Reviewed by: Jacob VanDrunen
Jesus Is King. Kanye West. GOOD Def Jam, 2019. Digital download, $10.00. Reviewed by OP member Jacob VanDrunen.
Many Christians are scratching their heads over what to make of Kanye West’s recent conversion experience and the subsequent release of his Christian hip-hop album, Jesus Is King. As a testimony to the cultural significance of West’s conversion, consider the appearances that he made on various late-night talk shows around the time the album was released. When was the last time mainstream talk show hosts discussed Christianity in anything resembling a positive light? Now they are—for their guest’s sake at least, even if they don’t understand the gospel themselves. We should be taking Kanye West seriously, too.
West has been openly struggling with God and the message of Christianity for a while now. In the last track on his June 2018 album, Ye, he wrestles with a shift in his view of women after the birth of his two daughters. Kids See Ghosts, his collaborative album with Kid Cudi released only one week later, has spiritual themes throughout. In January 2019, West began Sunday Service, a primarily gospel music production that has performed every Sunday since its inauguration. But according to Adam Tyson—the pastor who made waves by preaching a biblical, salvation-oriented sermon at a Sunday Service in September—it wasn’t until the spring of 2019 that West had his experience of what Tyson calls radical salvation. Released after many delays on October 25, Jesus Is King is West’s expression of the gospel that saved him.
Musically, the album is a clear continuation of West’s style, but lyrically it presents a break and even reversal of many of the themes found in his older work.
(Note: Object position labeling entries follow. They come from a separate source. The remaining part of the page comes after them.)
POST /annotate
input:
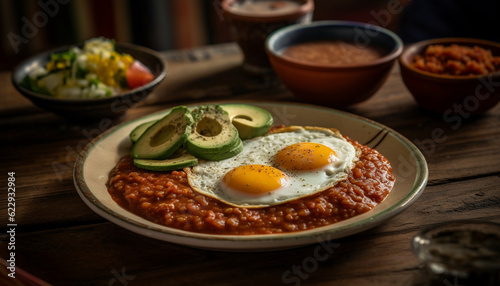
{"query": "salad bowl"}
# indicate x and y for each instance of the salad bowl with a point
(91, 109)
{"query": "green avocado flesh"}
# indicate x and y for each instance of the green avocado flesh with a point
(180, 159)
(140, 129)
(164, 137)
(251, 121)
(213, 137)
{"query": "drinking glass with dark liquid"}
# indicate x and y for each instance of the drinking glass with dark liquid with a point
(251, 21)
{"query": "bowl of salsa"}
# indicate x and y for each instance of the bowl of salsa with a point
(333, 63)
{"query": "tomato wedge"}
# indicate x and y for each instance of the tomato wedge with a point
(138, 75)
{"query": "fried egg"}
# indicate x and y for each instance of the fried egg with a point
(282, 166)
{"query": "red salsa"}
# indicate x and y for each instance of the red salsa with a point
(167, 199)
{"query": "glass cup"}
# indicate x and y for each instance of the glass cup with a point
(251, 21)
(462, 253)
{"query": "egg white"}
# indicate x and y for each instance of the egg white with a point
(206, 177)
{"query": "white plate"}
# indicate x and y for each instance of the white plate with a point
(101, 155)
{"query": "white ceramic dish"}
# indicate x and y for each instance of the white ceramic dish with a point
(409, 166)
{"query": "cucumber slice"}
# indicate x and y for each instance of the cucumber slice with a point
(161, 139)
(140, 129)
(180, 159)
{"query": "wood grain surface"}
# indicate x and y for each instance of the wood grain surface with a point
(61, 241)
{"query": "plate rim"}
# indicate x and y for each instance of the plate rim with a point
(419, 184)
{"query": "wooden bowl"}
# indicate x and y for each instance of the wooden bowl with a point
(450, 94)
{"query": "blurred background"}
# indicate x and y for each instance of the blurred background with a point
(30, 26)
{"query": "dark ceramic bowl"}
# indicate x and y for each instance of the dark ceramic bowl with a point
(92, 109)
(333, 85)
(450, 94)
(250, 31)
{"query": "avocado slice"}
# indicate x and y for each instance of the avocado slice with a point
(251, 121)
(212, 135)
(161, 139)
(140, 129)
(180, 159)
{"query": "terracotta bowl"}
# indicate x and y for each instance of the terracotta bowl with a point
(250, 30)
(333, 85)
(92, 109)
(450, 94)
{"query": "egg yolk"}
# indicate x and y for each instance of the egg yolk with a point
(305, 156)
(255, 179)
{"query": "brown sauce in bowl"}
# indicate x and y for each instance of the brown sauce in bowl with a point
(332, 53)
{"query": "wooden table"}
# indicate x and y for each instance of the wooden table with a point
(61, 241)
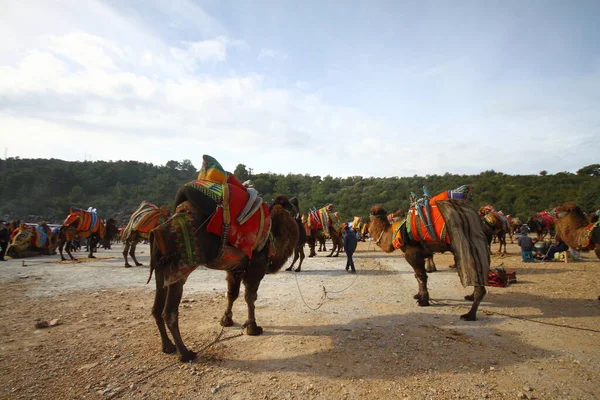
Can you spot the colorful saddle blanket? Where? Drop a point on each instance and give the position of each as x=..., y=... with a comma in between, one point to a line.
x=248, y=232
x=323, y=218
x=87, y=223
x=145, y=218
x=584, y=237
x=546, y=220
x=424, y=221
x=177, y=240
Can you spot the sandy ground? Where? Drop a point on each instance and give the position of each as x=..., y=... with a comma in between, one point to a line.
x=328, y=334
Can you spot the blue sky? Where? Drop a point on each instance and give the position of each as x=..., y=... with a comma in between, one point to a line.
x=341, y=88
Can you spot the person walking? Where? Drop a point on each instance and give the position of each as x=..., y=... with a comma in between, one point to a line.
x=526, y=244
x=558, y=247
x=350, y=243
x=4, y=239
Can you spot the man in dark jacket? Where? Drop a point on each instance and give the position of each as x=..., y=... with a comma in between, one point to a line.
x=4, y=239
x=350, y=242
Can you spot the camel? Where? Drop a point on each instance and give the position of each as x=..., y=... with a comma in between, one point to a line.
x=574, y=229
x=316, y=236
x=398, y=215
x=299, y=250
x=415, y=252
x=80, y=223
x=515, y=225
x=145, y=218
x=318, y=231
x=28, y=240
x=112, y=232
x=495, y=224
x=542, y=224
x=194, y=209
In “Closed on Sunday,” though couched in a rather awkward analogy of Chick-fil-A’s business model, we hear a respect for the Fourth Commandment that puts most American Christians to shame. Part of being a Christian, to West, is taking time out of one’s week—away from the world and its media—for fellowship and worship. In “Hands On,” he indicts those within the church who are skeptical of his conversion, asking them to pray for him instead of judging him. Finally, though quite removed from my own cultural context, it is hard to miss his overarching vision of the power that the gospel has to change hearts (especially young hearts) and heal communities that continue to struggle with violence both from gangs and the state.
Time will tell whether or not this is just another celebrity fad. But for now, we should rejoice that the gospel is being proclaimed in new ways to new people.